How do I start documenting processes at a growing business?
Q. My company has reached the point where we need to document our processes, but this seems an overwhelming task. Do you have any tips for how to get started?
A. Documenting processes can seem overwhelming, but don’t delay the start of this important work. The old Chinese proverb is correct, “The journey of a thousand miles begins with a single step.” In our experience, following the five tips outlined below will ensure that the work goes smoothly.
1. Identify the processes to be documented – Document any activity that has the following characteristics:
The activity is repeated frequently. One-off activities do not need to be documented.
It is important that employees execute the activity consistently across the organization and over time.
It is important that organizational memory remain intact. If only one person knows how to perform a particular function and that person gets hit by the proverbial bus (or is lured away by a competitor), you will lose institutional knowledge if the processes aren’t documented.

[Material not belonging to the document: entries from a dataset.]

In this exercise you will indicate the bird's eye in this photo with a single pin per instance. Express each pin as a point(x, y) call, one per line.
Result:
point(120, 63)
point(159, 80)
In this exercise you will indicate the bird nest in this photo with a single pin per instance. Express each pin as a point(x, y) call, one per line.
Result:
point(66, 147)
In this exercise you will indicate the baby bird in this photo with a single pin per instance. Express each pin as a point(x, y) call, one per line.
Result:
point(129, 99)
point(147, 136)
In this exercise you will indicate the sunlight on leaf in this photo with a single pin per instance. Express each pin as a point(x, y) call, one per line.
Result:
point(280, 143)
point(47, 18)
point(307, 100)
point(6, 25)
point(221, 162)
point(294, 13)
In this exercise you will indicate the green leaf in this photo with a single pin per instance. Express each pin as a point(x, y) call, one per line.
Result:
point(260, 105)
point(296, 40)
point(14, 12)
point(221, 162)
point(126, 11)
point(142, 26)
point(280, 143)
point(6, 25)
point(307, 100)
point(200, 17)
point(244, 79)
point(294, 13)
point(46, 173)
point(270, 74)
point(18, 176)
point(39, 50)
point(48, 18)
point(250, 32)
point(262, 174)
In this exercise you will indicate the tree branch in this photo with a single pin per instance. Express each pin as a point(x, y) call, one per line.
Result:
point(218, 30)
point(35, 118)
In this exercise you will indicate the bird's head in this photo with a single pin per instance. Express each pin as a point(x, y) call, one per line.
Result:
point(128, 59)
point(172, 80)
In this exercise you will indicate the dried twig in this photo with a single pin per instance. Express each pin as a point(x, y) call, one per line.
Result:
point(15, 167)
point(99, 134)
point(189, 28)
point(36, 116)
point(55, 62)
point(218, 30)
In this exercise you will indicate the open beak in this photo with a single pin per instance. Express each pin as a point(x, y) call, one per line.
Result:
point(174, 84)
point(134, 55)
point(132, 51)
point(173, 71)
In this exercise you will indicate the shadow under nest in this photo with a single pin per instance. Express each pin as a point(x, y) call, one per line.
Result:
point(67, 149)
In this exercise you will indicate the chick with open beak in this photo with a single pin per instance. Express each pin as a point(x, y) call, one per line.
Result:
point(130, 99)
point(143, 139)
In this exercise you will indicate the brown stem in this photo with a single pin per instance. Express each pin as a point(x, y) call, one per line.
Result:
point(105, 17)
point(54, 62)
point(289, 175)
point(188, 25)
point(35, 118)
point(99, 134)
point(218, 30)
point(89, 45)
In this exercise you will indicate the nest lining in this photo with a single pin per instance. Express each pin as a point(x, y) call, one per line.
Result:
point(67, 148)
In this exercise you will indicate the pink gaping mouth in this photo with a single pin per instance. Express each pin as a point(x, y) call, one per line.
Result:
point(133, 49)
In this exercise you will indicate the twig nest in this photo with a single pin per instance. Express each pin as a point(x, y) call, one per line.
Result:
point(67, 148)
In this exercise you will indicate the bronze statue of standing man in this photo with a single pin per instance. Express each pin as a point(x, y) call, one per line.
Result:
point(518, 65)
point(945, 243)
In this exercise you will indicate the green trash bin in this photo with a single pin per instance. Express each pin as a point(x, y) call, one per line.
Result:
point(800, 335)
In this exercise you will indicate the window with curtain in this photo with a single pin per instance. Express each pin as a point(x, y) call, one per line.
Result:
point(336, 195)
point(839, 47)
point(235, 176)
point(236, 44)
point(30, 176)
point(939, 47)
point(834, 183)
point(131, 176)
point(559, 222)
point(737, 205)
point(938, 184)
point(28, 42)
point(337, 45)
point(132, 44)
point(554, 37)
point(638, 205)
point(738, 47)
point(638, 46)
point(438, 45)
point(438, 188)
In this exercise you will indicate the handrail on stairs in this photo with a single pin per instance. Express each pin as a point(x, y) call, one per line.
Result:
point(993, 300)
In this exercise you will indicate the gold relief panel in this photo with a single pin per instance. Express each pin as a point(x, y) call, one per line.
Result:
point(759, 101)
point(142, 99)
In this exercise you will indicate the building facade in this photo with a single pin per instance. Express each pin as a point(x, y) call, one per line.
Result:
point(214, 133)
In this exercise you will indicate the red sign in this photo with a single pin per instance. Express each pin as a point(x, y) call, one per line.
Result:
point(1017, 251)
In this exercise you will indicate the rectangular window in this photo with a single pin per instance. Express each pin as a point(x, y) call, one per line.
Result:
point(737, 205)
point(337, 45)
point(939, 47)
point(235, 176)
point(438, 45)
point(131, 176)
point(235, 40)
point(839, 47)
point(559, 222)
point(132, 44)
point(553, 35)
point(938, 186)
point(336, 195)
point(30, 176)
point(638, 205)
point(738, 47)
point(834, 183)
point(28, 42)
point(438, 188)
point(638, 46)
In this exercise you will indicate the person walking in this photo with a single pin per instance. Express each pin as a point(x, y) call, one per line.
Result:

There is a frequent need to train people to do the particular activity. Documentation ensures that training is consistent.
2. Prioritize the work – Pragmatically, a company may not have the resources to undertake documentation of all of its processes at once. The project will need to be phased and will take time. Consider the following factors when prioritizing the work. Assign a higher priority to:
Activities that will have the most impact on the customer – In general, internally focused processes can receive lower priority.
Processes with issues – Processes with problems should receive a higher priority than those that are currently running smoothly.
Processes that people are trained to do frequently – It is important to have consistency when processes are frequently taught to others.
3. Choose the right person to oversee documentation – Make sure that only one person is responsible for the documentation process. This person need not actually write the documentation for every process. However, he or she will be ultimately responsible for the quality and consistency of the work. Obviously, the person entrusted with this responsibility must be a good writer, but they also need to be a very structured thinker. They must be able to write clear and concise process descriptions.
4. Support the documentation effort – It is essential that senior management publically support the documentation effort. The organization will not devote the time necessary to succeed unless senior management is seen to be 100 percent committed.
5. Ensure that the documentation matches the actual work – Document the activity that is actually happening, not what management thinks is happening. These two things are unequivocally not always the same. Make sure that those doing the documentation sit with the people who actually do the work. If you wish to change the way employees complete the work after you document the process, you can absolutely do that. Of course, it’s important to make sure that both the documentation and the way employees do things actually change in tandem.
Process documentation is very important, but there will always be something more urgent. Successful businesses don’t ignore the urgent, but they make time for the important.